What Does This Mean for the Future of AI Competition?

The shift from capability-focused competition to infrastructure-focused competition marks a fundamental change in how AI companies compete. OpenAI's strategy is to sell premium access to powerful models through subscriptions. DeepSeek's strategy is to control the entire stack, from chips to power grids, and use free or near-free pricing to build an ecosystem that depends on its infrastructure.

This transformation comes at enormous cost. Building data centers, purchasing chips, and laying network cables represent bottomless financial pits. More critically, this heavy-asset model means operating costs will rise exponentially while DeepSeek's commercial revenue remains extremely limited. The company is essentially trading losses for ecosystem control and greater leverage over infrastructure.

In April 2026, DeepSeek announced its first external funding round, targeting a valuation of 300 billion RMB (approximately $44 billion USD) and planning to raise 50 billion RMB, including 30 billion RMB from external sources. Rumors swirled that Tencent and Alibaba were competing to invest. However, the funding was driven not just by infrastructure costs but also by talent retention challenges.

During the critical development phase of V4, major Chinese tech companies launched aggressive recruitment campaigns against DeepSeek. At least five core research and development members departed, including Wang Bingxuan, the core author of the first-generation model, who joined Tencent; Luo Fuli, a core contributor to V3, who was recruited by Lei Jun to Xiaomi with a multi-million yuan annual salary; and Guo Daya, the core author of R1, who joined ByteDance's Seed team.
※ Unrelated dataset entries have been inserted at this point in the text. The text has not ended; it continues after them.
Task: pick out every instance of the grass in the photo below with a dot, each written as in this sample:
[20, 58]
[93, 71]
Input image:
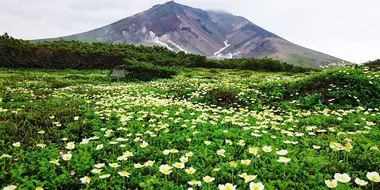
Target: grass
[219, 120]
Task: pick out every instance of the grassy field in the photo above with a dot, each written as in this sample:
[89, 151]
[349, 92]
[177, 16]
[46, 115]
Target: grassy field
[203, 129]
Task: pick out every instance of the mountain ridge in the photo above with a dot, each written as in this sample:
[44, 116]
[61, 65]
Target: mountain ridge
[211, 33]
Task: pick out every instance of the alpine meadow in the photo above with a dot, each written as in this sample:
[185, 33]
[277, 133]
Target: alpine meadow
[163, 100]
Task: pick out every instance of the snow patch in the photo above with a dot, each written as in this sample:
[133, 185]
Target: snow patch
[177, 46]
[154, 38]
[223, 48]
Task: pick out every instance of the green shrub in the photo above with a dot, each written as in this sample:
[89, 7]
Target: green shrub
[146, 71]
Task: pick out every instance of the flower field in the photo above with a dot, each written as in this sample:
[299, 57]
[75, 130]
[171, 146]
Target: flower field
[202, 129]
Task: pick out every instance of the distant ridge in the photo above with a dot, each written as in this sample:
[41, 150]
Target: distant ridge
[212, 33]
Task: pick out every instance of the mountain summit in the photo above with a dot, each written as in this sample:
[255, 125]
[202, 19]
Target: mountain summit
[211, 33]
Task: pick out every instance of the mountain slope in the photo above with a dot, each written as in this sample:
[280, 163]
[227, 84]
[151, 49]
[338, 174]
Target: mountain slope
[211, 33]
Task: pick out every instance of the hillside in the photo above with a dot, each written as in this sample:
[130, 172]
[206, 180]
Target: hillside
[210, 33]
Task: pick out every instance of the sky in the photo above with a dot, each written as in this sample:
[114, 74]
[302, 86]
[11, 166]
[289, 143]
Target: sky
[348, 29]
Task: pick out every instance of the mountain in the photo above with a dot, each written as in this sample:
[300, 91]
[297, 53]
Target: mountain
[215, 34]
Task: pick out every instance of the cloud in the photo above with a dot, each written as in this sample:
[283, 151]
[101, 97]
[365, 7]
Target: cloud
[344, 28]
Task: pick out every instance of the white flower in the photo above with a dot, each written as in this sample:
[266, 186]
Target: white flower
[373, 176]
[227, 186]
[166, 169]
[191, 170]
[208, 179]
[245, 162]
[184, 159]
[249, 178]
[99, 165]
[85, 179]
[179, 165]
[316, 147]
[343, 178]
[124, 173]
[105, 176]
[282, 152]
[56, 162]
[283, 160]
[99, 147]
[256, 186]
[114, 165]
[194, 183]
[331, 183]
[361, 182]
[267, 149]
[149, 163]
[17, 144]
[221, 152]
[70, 146]
[166, 152]
[67, 156]
[144, 144]
[10, 187]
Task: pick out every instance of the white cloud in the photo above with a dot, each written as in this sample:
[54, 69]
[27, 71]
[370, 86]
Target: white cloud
[347, 29]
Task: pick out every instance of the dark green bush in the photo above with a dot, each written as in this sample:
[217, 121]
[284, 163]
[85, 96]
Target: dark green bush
[61, 54]
[333, 88]
[145, 71]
This talent exodus reveals a deeper challenge: when competitors have unlimited resources and you insist on operating with your own capital, the talent market becomes your most vulnerable weakness. You can ask brilliant engineers to accept lower pay and work overtime for the ideal of democratizing AI, but when a large company offers millions in cash and stock options plus unlimited computing resources, the pricing power of idealism weakens significantly.

The broader implication is that AI competition is no longer purely about algorithmic innovation or model capability. It's about who can build, operate, and control the physical infrastructure that powers next-generation models. DeepSeek's transformation from a pure algorithm company to a heavy-asset operator signals that in an era of geopolitical restrictions on chips, controlling infrastructure has become as important as controlling code.